Non si configura il reato di peculato bensì quello di appropriazione indebita aggravata e continuata. Con questa motivazione, in estrema sintesi, il gip del Tribunale di Napoli Maurizio Conte ha respinto la richiesta di sequestro preventivo per un equivalente di circa un milione di euro nei confronti di Domenico Cerbone, responsabile amministrativo dell’ufficio contabilità della Lega nazionale dilettanti della Campania.
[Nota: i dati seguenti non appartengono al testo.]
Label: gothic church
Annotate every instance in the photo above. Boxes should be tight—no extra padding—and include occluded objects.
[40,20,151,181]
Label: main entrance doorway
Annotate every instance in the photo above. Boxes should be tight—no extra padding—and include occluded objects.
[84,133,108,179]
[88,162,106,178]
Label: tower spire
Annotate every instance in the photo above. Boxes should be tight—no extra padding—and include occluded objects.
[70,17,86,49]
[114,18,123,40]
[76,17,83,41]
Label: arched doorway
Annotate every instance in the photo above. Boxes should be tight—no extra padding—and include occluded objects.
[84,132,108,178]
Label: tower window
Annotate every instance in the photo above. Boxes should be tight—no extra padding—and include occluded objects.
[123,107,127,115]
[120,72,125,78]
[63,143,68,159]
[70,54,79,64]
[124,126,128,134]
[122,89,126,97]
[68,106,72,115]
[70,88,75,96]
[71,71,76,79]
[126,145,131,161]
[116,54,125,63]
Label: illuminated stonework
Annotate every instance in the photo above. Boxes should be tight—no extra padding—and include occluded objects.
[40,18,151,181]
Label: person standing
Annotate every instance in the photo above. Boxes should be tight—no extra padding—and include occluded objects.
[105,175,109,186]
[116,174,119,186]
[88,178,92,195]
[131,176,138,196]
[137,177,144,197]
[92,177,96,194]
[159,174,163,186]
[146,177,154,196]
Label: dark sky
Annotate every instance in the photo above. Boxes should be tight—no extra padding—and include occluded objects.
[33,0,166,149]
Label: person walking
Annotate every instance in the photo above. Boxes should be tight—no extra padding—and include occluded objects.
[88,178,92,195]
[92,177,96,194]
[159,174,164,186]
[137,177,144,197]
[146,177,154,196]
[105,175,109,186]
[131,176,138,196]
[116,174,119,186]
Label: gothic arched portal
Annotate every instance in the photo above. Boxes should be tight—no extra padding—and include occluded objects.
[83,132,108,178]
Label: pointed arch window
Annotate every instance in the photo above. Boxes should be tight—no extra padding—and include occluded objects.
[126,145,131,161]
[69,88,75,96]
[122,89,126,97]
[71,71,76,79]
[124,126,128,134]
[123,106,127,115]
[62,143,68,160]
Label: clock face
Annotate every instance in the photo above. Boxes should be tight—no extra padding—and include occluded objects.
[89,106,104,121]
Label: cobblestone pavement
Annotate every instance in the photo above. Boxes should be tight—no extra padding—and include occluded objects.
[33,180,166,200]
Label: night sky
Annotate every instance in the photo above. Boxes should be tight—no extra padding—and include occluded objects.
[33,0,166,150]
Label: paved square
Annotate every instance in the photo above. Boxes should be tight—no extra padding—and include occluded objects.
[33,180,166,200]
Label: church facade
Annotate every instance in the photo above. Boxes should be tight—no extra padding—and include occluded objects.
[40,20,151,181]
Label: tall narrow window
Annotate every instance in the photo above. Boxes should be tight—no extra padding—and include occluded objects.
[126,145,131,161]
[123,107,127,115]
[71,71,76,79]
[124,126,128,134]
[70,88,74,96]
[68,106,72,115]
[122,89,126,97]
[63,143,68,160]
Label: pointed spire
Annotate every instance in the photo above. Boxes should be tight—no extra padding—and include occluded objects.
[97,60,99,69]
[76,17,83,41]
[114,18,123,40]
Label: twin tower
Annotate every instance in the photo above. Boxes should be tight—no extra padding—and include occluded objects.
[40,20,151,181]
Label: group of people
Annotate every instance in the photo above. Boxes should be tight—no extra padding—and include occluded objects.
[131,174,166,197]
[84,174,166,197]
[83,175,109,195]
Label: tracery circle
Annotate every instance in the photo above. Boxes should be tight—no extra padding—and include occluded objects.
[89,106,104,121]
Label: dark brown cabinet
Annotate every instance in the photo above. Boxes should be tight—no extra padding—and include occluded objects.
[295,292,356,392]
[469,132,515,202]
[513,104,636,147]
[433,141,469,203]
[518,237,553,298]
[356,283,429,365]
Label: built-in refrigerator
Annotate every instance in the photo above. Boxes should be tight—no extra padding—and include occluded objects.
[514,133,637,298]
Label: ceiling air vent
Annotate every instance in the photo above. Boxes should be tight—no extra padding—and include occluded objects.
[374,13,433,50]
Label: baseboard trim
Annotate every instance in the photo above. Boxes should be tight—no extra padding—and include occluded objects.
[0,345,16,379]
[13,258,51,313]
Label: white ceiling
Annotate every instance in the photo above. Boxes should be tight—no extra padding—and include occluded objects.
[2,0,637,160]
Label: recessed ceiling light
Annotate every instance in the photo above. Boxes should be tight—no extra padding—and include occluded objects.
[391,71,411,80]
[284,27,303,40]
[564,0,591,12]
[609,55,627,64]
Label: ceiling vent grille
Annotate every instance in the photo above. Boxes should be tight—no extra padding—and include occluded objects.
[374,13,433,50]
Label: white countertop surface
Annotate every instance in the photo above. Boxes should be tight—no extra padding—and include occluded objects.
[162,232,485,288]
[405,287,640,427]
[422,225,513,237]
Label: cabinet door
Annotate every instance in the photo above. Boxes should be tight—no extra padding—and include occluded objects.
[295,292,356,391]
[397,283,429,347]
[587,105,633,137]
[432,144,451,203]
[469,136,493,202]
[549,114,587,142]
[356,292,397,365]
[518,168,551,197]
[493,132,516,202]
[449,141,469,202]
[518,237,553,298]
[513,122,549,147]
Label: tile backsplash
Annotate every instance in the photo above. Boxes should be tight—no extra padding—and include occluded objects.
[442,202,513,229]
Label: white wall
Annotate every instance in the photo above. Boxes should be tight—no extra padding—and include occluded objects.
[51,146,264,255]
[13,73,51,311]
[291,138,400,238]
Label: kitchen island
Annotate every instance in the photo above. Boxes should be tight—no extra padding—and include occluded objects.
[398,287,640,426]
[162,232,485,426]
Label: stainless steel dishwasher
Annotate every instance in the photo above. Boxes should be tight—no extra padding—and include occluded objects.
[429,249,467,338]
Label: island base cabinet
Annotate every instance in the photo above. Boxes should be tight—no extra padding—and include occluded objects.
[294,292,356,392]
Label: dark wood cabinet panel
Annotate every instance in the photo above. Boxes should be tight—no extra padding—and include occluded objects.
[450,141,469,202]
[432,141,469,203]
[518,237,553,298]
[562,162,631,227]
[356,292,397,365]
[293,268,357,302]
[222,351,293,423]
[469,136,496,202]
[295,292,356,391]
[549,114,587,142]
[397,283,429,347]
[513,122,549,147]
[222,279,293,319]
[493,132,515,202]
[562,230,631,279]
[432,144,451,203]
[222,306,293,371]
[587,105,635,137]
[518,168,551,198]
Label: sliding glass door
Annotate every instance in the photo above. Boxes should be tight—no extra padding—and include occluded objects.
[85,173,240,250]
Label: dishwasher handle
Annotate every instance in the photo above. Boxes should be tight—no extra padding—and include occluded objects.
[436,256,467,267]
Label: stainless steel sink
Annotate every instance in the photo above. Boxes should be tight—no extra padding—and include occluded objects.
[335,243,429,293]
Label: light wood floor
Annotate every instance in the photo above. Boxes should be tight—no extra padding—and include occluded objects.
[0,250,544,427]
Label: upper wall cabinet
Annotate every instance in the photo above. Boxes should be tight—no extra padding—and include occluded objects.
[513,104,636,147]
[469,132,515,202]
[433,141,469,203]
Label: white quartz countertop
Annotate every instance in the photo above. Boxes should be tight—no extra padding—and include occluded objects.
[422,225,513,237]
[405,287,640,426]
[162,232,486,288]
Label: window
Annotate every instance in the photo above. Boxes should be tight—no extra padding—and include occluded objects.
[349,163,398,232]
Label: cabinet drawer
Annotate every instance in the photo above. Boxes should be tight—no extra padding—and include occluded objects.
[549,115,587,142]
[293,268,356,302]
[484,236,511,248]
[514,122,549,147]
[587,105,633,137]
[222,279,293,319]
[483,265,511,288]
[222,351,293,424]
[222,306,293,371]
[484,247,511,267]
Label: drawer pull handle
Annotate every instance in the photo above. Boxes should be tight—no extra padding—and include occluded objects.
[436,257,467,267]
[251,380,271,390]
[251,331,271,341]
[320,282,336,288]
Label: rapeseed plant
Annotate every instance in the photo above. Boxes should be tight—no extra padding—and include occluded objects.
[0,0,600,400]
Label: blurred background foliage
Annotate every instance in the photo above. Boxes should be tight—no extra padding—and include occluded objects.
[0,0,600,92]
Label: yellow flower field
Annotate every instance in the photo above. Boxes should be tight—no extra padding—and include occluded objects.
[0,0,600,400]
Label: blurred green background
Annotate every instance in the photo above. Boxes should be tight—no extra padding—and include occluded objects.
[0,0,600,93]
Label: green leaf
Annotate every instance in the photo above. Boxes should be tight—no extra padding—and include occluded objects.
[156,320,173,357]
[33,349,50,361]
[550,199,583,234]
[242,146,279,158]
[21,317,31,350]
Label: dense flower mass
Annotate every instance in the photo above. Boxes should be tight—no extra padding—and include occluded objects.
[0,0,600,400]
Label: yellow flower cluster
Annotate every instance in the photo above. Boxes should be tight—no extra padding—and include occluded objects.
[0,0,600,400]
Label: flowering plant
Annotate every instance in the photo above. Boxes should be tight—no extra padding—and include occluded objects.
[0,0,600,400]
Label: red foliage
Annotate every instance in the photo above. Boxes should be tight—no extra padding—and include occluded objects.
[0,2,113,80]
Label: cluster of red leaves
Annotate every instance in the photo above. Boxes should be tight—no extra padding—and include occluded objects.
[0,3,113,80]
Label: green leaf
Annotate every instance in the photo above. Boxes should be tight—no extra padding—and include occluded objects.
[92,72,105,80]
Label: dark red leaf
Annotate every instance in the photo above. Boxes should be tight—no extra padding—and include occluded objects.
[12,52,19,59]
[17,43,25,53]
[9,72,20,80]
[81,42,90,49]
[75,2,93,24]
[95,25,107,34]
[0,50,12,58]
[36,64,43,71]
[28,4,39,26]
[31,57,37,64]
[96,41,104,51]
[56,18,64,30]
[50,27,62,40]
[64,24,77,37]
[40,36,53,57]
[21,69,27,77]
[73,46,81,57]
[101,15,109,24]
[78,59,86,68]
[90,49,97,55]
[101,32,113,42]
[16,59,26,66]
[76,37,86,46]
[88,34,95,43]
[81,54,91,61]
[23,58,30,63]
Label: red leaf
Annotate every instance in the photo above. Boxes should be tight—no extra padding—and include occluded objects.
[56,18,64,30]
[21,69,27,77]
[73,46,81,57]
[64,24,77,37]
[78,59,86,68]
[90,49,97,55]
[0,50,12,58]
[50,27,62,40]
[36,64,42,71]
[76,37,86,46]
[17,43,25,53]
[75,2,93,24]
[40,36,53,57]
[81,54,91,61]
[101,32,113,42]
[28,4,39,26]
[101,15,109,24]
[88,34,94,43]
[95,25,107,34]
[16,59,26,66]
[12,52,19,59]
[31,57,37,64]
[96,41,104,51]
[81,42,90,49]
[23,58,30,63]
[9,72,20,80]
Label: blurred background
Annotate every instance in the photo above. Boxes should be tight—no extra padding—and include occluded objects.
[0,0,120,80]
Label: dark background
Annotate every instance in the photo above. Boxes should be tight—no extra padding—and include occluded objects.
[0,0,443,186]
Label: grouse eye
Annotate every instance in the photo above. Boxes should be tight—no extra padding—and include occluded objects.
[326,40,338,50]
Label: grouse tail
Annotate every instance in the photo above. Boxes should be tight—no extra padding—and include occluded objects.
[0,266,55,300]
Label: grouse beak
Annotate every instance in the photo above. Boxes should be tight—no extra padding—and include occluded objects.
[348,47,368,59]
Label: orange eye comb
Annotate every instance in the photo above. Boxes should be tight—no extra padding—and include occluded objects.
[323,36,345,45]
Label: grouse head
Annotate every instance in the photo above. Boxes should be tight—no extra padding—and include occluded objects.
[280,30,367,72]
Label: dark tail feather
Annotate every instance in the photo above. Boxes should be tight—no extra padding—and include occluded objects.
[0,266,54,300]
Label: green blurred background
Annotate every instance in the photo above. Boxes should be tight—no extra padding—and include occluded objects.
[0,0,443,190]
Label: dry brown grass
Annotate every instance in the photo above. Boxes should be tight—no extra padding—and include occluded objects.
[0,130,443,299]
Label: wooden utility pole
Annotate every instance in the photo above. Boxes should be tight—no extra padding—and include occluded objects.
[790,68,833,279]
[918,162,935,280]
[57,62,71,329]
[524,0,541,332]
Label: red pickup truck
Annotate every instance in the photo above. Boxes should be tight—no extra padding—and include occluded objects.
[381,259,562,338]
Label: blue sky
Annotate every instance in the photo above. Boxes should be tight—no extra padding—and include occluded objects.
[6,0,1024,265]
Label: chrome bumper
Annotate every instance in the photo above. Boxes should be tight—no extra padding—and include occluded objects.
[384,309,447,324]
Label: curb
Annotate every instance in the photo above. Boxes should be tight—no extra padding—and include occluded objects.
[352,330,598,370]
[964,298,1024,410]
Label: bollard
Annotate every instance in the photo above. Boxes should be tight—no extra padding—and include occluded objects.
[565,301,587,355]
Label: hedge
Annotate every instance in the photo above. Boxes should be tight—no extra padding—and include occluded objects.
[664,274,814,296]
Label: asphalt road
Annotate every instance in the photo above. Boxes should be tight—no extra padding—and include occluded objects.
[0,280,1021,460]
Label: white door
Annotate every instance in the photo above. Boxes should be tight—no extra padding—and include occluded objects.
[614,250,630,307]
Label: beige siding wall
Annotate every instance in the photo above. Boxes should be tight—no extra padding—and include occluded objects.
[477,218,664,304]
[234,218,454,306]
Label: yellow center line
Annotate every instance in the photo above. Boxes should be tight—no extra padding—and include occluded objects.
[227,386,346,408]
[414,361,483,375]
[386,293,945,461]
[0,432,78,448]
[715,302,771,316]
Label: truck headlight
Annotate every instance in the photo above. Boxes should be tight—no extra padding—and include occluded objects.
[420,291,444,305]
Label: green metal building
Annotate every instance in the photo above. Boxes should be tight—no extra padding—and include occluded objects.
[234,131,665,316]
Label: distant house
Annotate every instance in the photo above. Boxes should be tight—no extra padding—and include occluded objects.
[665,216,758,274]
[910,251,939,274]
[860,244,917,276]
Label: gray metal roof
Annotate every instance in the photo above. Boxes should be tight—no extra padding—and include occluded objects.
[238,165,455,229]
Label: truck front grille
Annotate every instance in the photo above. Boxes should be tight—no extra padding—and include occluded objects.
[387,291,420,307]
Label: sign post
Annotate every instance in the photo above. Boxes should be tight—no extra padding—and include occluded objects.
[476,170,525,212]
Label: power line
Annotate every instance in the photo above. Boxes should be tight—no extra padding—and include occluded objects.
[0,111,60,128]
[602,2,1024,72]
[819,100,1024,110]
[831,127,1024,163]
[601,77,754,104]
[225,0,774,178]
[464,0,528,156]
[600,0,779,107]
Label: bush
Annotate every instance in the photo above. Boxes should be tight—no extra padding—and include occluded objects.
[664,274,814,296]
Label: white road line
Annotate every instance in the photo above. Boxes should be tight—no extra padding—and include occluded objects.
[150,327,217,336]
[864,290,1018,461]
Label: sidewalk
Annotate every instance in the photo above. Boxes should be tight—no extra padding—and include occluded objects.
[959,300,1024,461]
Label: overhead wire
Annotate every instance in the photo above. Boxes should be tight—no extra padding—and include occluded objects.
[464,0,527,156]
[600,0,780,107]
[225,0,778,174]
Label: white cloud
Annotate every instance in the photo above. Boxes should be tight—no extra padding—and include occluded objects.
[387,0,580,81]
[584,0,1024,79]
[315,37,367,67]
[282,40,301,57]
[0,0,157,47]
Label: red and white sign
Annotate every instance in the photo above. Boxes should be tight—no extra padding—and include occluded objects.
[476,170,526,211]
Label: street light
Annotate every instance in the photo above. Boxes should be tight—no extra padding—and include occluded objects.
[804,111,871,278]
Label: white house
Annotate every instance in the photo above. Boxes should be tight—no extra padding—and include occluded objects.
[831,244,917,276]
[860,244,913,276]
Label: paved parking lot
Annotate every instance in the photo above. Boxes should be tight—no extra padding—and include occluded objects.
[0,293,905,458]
Secondo gli accertamenti della Guardia di Finanza – disposti nell’ambito dell’inchiesta coordinata dal pm Giancarlo Novelli – Cerbone, che era delegato a operare sul conto corrente del comitato regionale della Lega calcio dilettanti Campania (sul quale sono depositati i soldi erogati da Lega, Federcalcio e Regione Campania), si sarebbe appropriato della somma di 919mila euro. Le indagini hanno riguardato il periodo che va dall’ottobre 2009 al dicembre 2012. Tale è l’importo di 24 assegni attraverso i quali Cerbone avrebbe ritirato i soldi in contanti, in alcuni casi falsificando le firme o gli importi. Per il gip si configura l’ipotesi di appropriazione indebita e non di peculato, che era invece contestata dal pm, e in base alla legge per tale reato non è consentito disporre ”il sequestro preventivo per equivalente”.